Segunda-feira, 19 de Fevereiro de 2018
ISSN 1519-7670 - Ano 19 - nº974

CADERNO DA CIDADANIA > PREVIDÊNCIA SOCIAL

O jornalismo conveniente

Por Nilson Lage em 24/08/2004 na edição 291

Por que o desconto previdenciário dos servidores públicos aposentados causou tanta alegra ao Sr. Mercado? Certamente não pelas centenas de milhões anuais de economia nas contas públicas, a maior parte em estados e municípios. São apenas trocados, a essa altura dos acontecimentos.

A razão é outra: no entendimento dos observadores mais lúcidos, quebrou-se uma cláusula pétrea da Constituição. Outras virão, por certo. Poderão, agora, ser modificados os direitos individuais ao sabor das contingências. De imediato, para mudar (dizem os marqueteiros, ‘flexibilizar’) as leis trabalhistas, o que deve ocorrer tão logo passem a eleições municipais.

Mas não só os direitos individuais estão na mira. Depois deles, poderão cair as demais cláusulas pétreas previstas na Constituição – ‘a federação, o voto direto e a separação de poderes’, e, por que não, o ato jurídico perfeito, se contrariar algum interesse, por exemplo, do Sr. Mercado.

Sem pátria

Desde o tempo de Fernando Collor, o Mercado, simbólico cavalheiro de muitas faces, muitos paletós, gravatas, uísques blue label e relógios Rolex, esperava pacientemente por isso.

Este velho jornalista já viu o bastante para saber o quão sábio foi Luís de Camões ao proclamar que ‘mudam-se os tempos e as vontades’, para concluir que ‘não se muda mais como soía’.

É possível que, no ciclo da História, só reste aos trabalhadores, algum dia remoto no futuro, erguer-se numa revolução lingüística que volte a chamar de ‘direitos’ o que hoje os cavalheiros bem de vida apelidaram de ‘privilégios’.

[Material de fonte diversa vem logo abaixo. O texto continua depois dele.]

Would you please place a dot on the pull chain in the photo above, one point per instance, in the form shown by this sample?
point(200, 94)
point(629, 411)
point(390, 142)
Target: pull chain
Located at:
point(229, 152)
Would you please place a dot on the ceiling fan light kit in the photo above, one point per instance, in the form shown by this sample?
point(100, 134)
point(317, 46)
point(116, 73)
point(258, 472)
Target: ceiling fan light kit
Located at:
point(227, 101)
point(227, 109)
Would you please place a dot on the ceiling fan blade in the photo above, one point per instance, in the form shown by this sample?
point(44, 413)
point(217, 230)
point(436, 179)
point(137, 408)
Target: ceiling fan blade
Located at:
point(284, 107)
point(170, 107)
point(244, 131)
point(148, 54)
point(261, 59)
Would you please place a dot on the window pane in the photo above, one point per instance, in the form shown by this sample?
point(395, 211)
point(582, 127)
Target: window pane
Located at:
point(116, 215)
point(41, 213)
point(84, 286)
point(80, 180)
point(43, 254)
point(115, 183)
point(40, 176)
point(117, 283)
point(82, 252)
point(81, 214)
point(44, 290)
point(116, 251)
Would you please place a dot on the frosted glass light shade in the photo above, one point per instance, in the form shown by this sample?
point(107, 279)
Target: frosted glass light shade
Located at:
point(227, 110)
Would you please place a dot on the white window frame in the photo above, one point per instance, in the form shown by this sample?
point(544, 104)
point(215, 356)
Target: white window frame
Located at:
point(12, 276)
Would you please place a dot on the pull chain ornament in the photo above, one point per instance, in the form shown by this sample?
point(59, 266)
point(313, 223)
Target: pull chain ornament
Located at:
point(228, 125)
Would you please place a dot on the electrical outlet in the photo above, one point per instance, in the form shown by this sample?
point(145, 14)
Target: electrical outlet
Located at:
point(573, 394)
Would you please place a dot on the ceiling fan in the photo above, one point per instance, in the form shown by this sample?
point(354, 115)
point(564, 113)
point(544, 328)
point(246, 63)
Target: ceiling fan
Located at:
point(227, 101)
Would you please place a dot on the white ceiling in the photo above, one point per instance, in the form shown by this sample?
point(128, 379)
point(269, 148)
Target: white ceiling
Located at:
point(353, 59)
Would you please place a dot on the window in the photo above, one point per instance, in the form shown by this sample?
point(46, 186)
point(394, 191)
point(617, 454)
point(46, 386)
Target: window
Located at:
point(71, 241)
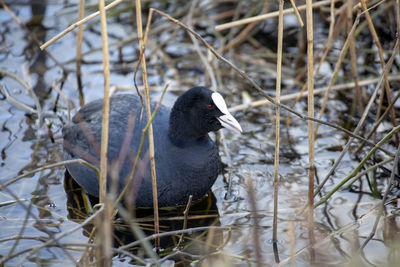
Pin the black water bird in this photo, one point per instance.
(186, 159)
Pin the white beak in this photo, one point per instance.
(229, 122)
(226, 120)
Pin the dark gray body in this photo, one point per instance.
(190, 169)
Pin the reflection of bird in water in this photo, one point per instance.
(203, 212)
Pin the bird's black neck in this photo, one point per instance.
(181, 131)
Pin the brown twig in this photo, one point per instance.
(266, 16)
(148, 111)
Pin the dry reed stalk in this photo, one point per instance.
(266, 16)
(343, 53)
(256, 234)
(382, 61)
(310, 104)
(245, 33)
(79, 37)
(258, 88)
(31, 35)
(355, 171)
(277, 121)
(326, 48)
(292, 242)
(104, 238)
(296, 11)
(76, 24)
(148, 112)
(353, 56)
(318, 91)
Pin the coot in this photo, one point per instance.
(187, 160)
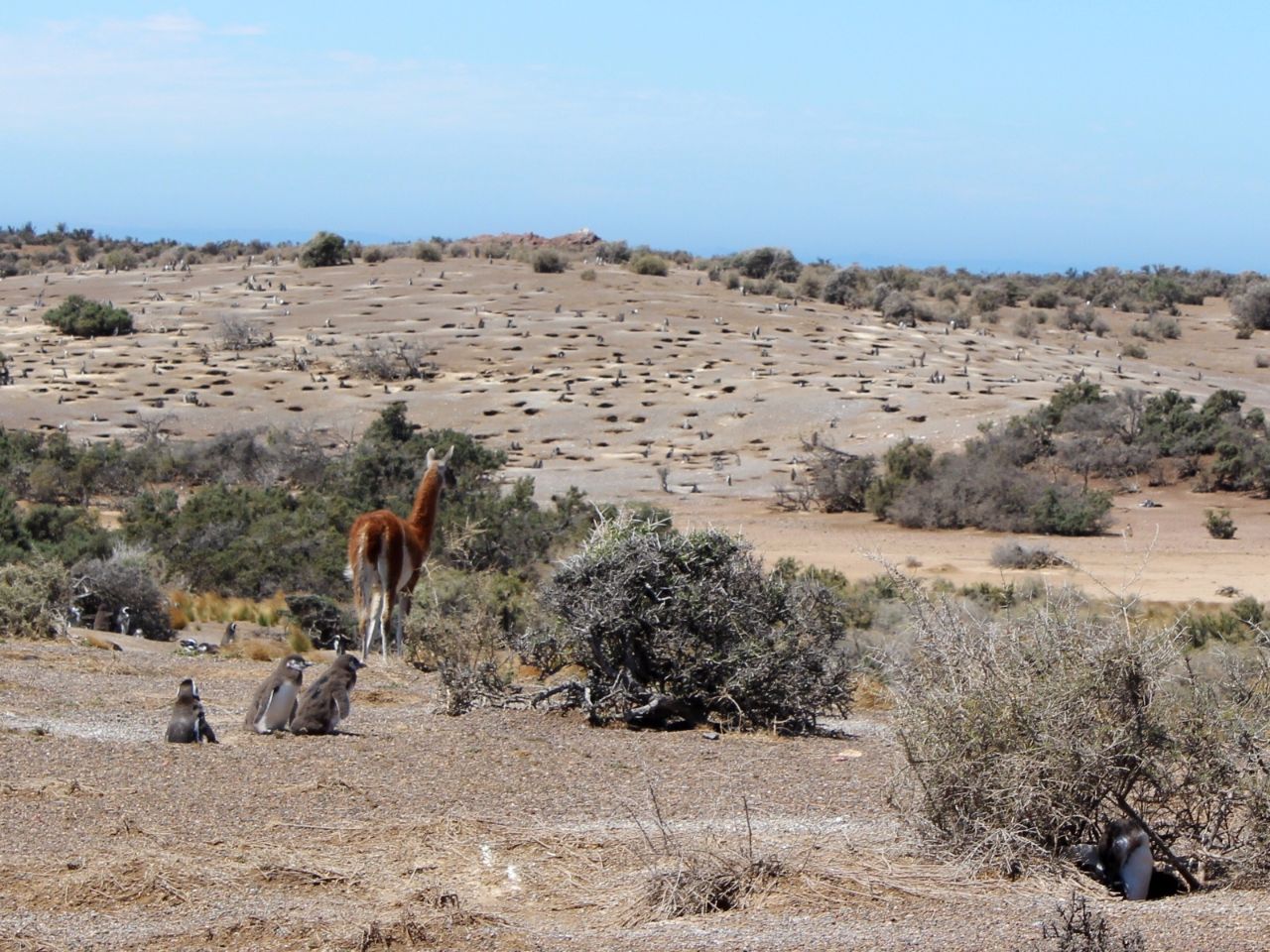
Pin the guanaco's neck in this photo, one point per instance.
(423, 516)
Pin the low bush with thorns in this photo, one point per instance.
(1016, 555)
(1023, 733)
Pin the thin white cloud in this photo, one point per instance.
(243, 30)
(172, 24)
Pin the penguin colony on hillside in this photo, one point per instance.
(277, 705)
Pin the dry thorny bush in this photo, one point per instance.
(690, 880)
(1078, 928)
(1024, 731)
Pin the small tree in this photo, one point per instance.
(1219, 524)
(325, 249)
(81, 317)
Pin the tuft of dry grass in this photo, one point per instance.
(94, 640)
(708, 883)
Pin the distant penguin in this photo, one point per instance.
(276, 701)
(189, 722)
(325, 703)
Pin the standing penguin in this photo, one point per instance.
(325, 702)
(1121, 861)
(189, 722)
(1125, 855)
(276, 701)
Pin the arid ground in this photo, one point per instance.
(518, 829)
(602, 384)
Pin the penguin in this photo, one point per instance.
(189, 724)
(1121, 860)
(325, 703)
(276, 701)
(1125, 855)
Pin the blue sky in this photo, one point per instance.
(980, 135)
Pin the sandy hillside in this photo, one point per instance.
(602, 384)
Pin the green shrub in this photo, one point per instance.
(1021, 731)
(651, 264)
(1252, 307)
(126, 579)
(1219, 524)
(548, 261)
(427, 250)
(839, 481)
(907, 462)
(1046, 298)
(121, 259)
(1015, 555)
(35, 598)
(81, 317)
(324, 250)
(694, 617)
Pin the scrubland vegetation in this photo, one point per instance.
(1025, 715)
(1033, 474)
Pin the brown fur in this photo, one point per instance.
(382, 547)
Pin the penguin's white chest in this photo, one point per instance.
(1135, 873)
(277, 712)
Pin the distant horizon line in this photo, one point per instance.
(982, 267)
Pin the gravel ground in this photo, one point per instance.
(497, 830)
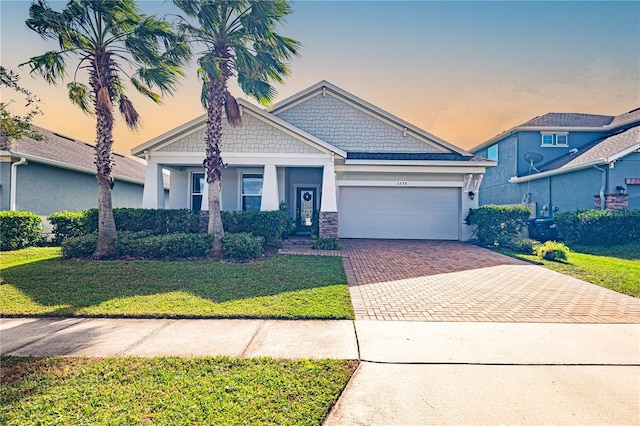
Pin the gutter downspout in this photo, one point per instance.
(14, 182)
(603, 205)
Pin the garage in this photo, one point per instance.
(399, 213)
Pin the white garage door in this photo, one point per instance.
(402, 213)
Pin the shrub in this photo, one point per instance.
(520, 244)
(142, 245)
(67, 225)
(599, 227)
(553, 250)
(158, 221)
(267, 224)
(19, 229)
(326, 244)
(242, 246)
(79, 247)
(497, 223)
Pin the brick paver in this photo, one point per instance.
(453, 281)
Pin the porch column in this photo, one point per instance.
(153, 193)
(270, 199)
(328, 202)
(328, 217)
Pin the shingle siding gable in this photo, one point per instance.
(349, 128)
(253, 136)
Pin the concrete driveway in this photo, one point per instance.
(453, 281)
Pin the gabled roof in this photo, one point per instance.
(570, 122)
(61, 151)
(556, 119)
(602, 151)
(367, 108)
(200, 122)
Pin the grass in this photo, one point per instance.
(616, 268)
(169, 391)
(37, 282)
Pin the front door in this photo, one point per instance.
(306, 206)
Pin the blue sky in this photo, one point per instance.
(464, 71)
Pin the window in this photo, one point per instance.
(492, 152)
(555, 139)
(197, 186)
(251, 191)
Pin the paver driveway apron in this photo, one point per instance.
(453, 281)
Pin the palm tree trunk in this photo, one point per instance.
(106, 223)
(213, 162)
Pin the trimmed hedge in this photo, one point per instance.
(19, 229)
(553, 250)
(144, 245)
(326, 244)
(266, 224)
(497, 224)
(599, 227)
(67, 225)
(242, 246)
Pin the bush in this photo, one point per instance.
(19, 229)
(67, 225)
(79, 247)
(143, 245)
(242, 246)
(266, 224)
(498, 223)
(158, 221)
(326, 244)
(599, 227)
(553, 250)
(520, 244)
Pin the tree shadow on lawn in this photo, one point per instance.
(70, 286)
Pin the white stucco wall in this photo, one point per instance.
(349, 128)
(253, 136)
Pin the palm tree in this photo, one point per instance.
(238, 39)
(110, 40)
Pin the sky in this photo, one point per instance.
(462, 70)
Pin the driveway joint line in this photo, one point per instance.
(145, 338)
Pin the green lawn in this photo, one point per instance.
(169, 391)
(616, 268)
(37, 281)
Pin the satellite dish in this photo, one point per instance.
(533, 157)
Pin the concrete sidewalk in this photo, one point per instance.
(410, 372)
(162, 337)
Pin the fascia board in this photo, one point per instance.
(520, 179)
(72, 167)
(487, 163)
(516, 129)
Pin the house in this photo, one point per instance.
(565, 161)
(59, 174)
(366, 172)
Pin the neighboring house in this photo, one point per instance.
(561, 162)
(368, 173)
(59, 173)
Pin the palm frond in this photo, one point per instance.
(50, 66)
(79, 94)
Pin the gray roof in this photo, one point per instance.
(413, 156)
(632, 115)
(561, 119)
(67, 151)
(608, 147)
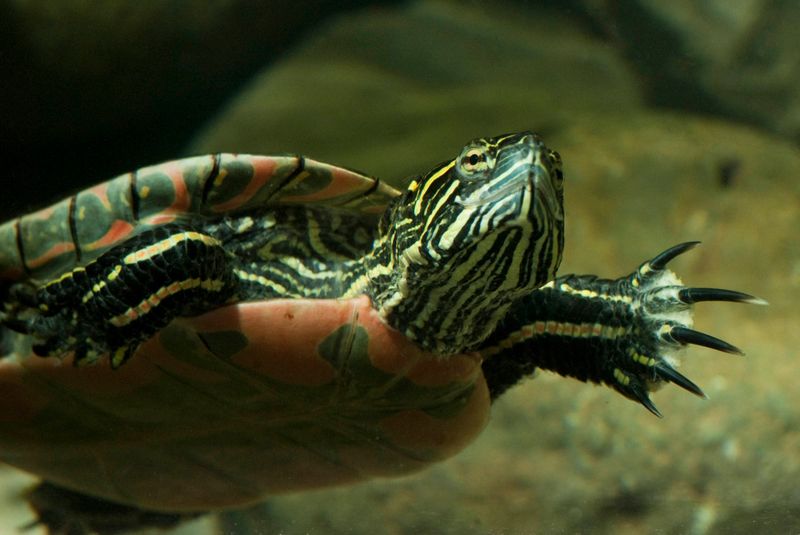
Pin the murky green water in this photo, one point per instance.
(675, 122)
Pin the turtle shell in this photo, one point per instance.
(46, 243)
(218, 411)
(244, 401)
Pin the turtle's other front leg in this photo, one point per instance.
(126, 295)
(624, 332)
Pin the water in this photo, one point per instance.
(672, 128)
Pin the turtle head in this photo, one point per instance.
(469, 238)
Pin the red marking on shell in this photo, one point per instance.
(296, 327)
(100, 191)
(119, 231)
(343, 182)
(45, 213)
(20, 401)
(182, 201)
(263, 171)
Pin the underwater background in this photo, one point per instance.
(676, 121)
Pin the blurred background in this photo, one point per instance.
(676, 121)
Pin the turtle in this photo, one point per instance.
(201, 334)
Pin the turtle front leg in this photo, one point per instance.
(63, 511)
(624, 332)
(123, 297)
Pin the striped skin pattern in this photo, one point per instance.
(469, 238)
(291, 379)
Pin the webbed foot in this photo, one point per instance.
(65, 512)
(624, 332)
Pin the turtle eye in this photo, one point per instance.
(474, 162)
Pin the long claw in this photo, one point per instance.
(684, 335)
(661, 260)
(696, 295)
(672, 375)
(642, 397)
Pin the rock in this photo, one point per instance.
(91, 90)
(735, 59)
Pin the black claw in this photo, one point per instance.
(642, 397)
(690, 336)
(20, 326)
(661, 260)
(696, 295)
(672, 375)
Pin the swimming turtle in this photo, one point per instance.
(226, 327)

O que dói não é o que os juristas citados nas melhores colunas opinaram, porque eles opinam de encomenda ou por compromisso de classe, nem mesmo o que decidiram os ministros do STF, criaturas humanas, pertencentes à elite e envolvidas no clima de Brasília, seco, distante e místico.

É o silêncio dos jornais quanto a esse aspecto. É a ênfase que deram a uma mudança de limites de isenção (que a inflação em poucos anos tornará insignificante), engendrada para ocultar dos leads e manchetes o tema principal, que a todos interessa. E mais ainda à Nação, a suas instituições e à sua Amazônia tão cobiçada.

Jornalismo sem crítica, sem profundidade, sem análise, sem inteligência, sem respeito aos leitores e sem pátria. Apenas servil.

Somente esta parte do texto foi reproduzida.